Tens of thousands of Swedes turned out in Stockholm Sunday for what they called a "lovefest" after Friday's terrorist truck attack killed four people and injured 15.
A 39-year-old Uzbek believed to have extremist sympathies is under arrest for allegedly ramming a stolen truck into a crowd at the Ahlens department store.
"Fear shall not reign. Terror cannot win," Mayor Karin Wanngard told a crowd estimated at 50,000.
One woman held a poster reading: "We don't respond with fear, we respond with love."
Friday's attack apparently had little effect on liberal Sweden's global reputation as an open and welcoming society.
One participant at Sunday's rally told the Associated Press that the fact the suspect is a refugee means nothing.
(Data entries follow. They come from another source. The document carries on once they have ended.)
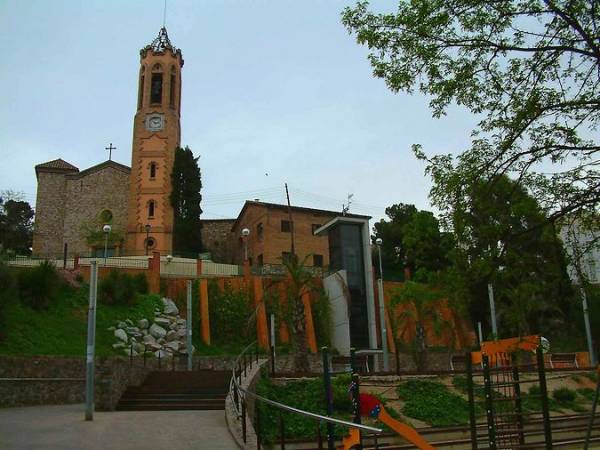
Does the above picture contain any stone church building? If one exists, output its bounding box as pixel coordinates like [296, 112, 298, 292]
[33, 27, 183, 256]
[33, 27, 364, 266]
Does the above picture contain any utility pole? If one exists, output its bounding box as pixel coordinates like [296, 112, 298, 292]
[85, 261, 98, 420]
[285, 183, 296, 253]
[185, 280, 193, 371]
[488, 283, 499, 340]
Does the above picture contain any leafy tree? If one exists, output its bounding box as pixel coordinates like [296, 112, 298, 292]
[342, 0, 600, 225]
[170, 146, 202, 255]
[373, 203, 451, 277]
[0, 192, 34, 255]
[450, 176, 572, 335]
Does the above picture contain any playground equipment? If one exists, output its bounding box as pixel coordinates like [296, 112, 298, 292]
[471, 335, 550, 367]
[466, 335, 552, 450]
[583, 366, 600, 450]
[340, 384, 435, 450]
"This is a sick individual and has nothing to do with his refugee status. I think most Stockholmians realize that just because you are a refugee or a Muslim doesn't mean you are a terrorist."
Police arrested the Uzbek-born suspect hours after the truck attack. He was known to intelligence services since last year when he disappeared before he could be deported after his application for asylum was rejected. Authorities knew he had pro-extremist sympathies.
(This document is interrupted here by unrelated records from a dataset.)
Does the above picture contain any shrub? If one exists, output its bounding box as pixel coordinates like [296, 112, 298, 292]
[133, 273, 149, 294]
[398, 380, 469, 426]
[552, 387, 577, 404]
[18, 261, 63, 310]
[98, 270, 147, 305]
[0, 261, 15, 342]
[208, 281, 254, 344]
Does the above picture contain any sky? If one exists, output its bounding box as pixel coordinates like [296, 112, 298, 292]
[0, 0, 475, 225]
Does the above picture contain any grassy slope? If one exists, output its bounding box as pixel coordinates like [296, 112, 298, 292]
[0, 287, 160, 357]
But no group has claimed responsibility for Friday's attack and no motive is known.
Police say they have arrested a second person in connection with the attack, but have given no further information.
Photos taken at the scene Friday showed the vehicle was a truck belonging to beer maker Spendrups, which said its truck had been hijacked earlier in the day.
Witnesses say the truck drove straight into the entrance of the Ahlens Department Store on Drottninggatan, the city's biggest pedestrian street, sending shoppers screaming and running. Television footage showed smoke coming out of the store after the crash.